Writing about her felt impossible. How do you capture a person in paragraphs? I started with facts: her name, her age, her diagnosis. But the words were cold, lifeless. So I tried again, this time describing her hands—how they’d kneaded bread and tucked loose strands of hair behind my ear. How they’d held mine at the hospital, even when she couldn’t speak.

Slowly, the story took shape. I wrote about the lavender soap, the half-finished letters, the way grief had surprised me—not as a single tsunami, but as tiny waves that hit at odd moments. Like when I heard her favorite song in a grocery store, or when I caught myself dialing her number out of habit.

The Lesson in the Tears

Turning in the essay terrified me. Would my classmates think it was too sad? Too personal? But when my teacher read it aloud (with my permission), something shifted. Kids who’d never spoken to me before nodded in recognition. One girl shared about losing her brother; another admitted she’d never processed her grandfather’s death.

Grief, I realized, is universal. We’re all just learning how to carry it.

My grandmother was right: Memories do hurt. But they’re also compasses. They remind us what mattered, who loved us, and how to keep living when the world feels fractured.
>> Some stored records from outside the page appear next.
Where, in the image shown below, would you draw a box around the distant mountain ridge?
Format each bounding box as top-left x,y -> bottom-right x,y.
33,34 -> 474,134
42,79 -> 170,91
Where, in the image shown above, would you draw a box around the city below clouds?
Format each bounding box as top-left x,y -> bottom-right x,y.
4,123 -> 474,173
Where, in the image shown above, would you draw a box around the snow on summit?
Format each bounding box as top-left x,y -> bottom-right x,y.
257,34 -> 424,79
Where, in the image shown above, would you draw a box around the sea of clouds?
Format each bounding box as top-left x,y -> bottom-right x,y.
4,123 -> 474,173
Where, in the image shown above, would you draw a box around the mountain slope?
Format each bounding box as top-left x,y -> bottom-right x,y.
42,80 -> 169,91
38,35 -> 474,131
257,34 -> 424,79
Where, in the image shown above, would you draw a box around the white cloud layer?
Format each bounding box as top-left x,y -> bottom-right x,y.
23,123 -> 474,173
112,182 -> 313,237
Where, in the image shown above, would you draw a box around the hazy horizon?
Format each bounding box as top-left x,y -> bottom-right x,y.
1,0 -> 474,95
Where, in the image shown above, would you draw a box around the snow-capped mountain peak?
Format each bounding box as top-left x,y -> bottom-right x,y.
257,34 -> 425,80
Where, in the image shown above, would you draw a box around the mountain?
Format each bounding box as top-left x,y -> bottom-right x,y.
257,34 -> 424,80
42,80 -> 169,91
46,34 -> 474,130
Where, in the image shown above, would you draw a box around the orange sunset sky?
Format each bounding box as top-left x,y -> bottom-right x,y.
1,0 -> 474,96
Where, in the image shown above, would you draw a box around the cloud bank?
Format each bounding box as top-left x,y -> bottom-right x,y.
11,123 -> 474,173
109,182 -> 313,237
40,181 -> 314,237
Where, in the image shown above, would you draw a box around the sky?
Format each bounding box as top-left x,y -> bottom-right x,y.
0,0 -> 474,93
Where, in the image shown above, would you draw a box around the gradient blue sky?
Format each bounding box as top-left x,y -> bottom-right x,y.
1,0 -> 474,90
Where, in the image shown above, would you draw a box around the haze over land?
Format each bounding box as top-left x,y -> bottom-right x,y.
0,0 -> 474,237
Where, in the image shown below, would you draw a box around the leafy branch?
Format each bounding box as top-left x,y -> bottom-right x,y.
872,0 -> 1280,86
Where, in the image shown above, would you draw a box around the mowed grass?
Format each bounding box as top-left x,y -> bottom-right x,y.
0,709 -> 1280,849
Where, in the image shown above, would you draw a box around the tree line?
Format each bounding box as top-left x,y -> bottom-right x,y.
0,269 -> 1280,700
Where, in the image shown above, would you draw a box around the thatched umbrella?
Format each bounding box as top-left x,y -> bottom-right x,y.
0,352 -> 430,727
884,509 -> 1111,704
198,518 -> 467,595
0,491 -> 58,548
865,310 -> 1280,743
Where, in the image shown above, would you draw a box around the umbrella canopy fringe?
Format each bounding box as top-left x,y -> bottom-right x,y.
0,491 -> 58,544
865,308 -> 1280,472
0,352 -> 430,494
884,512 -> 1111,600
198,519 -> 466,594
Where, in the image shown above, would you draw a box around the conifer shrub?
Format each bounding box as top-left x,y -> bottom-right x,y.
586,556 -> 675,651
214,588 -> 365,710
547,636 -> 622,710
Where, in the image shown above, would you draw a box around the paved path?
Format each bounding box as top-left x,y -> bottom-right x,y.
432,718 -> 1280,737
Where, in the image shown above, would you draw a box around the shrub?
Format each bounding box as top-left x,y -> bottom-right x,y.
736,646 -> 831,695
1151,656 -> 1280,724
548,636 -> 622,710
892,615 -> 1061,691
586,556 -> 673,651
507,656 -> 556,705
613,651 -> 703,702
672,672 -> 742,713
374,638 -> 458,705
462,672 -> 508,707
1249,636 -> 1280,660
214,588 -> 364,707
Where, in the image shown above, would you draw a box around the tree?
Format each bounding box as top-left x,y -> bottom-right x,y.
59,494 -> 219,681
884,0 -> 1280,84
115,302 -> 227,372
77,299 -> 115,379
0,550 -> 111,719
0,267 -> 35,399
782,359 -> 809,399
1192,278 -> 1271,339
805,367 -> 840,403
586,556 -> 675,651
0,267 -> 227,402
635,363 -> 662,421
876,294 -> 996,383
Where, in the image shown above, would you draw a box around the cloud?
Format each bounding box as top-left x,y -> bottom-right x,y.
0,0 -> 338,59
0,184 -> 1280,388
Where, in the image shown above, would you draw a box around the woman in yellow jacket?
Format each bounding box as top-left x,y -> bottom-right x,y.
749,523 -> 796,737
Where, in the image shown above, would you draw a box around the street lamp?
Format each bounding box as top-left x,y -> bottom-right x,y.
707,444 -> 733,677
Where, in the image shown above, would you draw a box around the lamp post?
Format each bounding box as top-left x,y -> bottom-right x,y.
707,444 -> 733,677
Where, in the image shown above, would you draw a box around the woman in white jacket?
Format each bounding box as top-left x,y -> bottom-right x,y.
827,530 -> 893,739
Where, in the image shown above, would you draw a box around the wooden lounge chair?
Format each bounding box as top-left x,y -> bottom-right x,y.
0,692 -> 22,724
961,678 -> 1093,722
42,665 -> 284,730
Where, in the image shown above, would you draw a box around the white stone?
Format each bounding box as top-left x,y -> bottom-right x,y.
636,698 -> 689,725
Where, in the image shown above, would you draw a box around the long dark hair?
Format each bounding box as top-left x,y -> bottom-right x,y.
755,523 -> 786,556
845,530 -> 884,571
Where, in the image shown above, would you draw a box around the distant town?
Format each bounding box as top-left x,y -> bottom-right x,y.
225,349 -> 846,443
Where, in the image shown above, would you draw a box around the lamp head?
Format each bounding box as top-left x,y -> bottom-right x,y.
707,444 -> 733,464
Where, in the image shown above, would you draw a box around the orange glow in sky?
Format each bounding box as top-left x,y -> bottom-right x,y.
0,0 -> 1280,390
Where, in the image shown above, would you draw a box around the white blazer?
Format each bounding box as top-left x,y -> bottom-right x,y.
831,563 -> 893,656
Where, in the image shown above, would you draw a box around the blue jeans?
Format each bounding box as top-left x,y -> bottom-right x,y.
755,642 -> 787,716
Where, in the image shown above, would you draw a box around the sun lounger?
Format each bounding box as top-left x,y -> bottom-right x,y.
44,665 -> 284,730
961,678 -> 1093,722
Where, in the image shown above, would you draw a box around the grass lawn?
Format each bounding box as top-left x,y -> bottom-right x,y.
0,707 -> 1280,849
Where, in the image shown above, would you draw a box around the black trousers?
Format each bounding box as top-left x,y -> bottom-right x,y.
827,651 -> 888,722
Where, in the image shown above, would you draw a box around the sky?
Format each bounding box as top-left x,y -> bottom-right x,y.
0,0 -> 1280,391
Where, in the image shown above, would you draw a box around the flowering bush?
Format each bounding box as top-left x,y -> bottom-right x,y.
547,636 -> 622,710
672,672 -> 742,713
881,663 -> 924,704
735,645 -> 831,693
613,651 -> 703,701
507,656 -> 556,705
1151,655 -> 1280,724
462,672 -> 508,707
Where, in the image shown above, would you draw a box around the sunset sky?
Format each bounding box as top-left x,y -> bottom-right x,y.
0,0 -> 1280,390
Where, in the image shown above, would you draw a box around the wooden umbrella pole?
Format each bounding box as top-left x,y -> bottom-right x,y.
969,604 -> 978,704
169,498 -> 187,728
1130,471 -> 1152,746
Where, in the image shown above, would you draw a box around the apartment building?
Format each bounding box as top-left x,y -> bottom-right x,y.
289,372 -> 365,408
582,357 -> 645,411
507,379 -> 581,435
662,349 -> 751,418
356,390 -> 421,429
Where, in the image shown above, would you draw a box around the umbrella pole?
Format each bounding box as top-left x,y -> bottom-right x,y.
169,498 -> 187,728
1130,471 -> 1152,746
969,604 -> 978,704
The lavender soap, the unfinished letters—they’re not just relics of the past. They’re proof that she was here, that her laughter still echoes in the quiet spaces.

So yes, I cried while writing this. But in those tears, I found something unexpected: gratitude. For her. For the messy, beautiful act of remembering. And for the courage to say, “This mattered. She mattered.”

That’s the thing about crying memories—they’re not a sign of weakness. They’re love’s stubborn refusal to fade.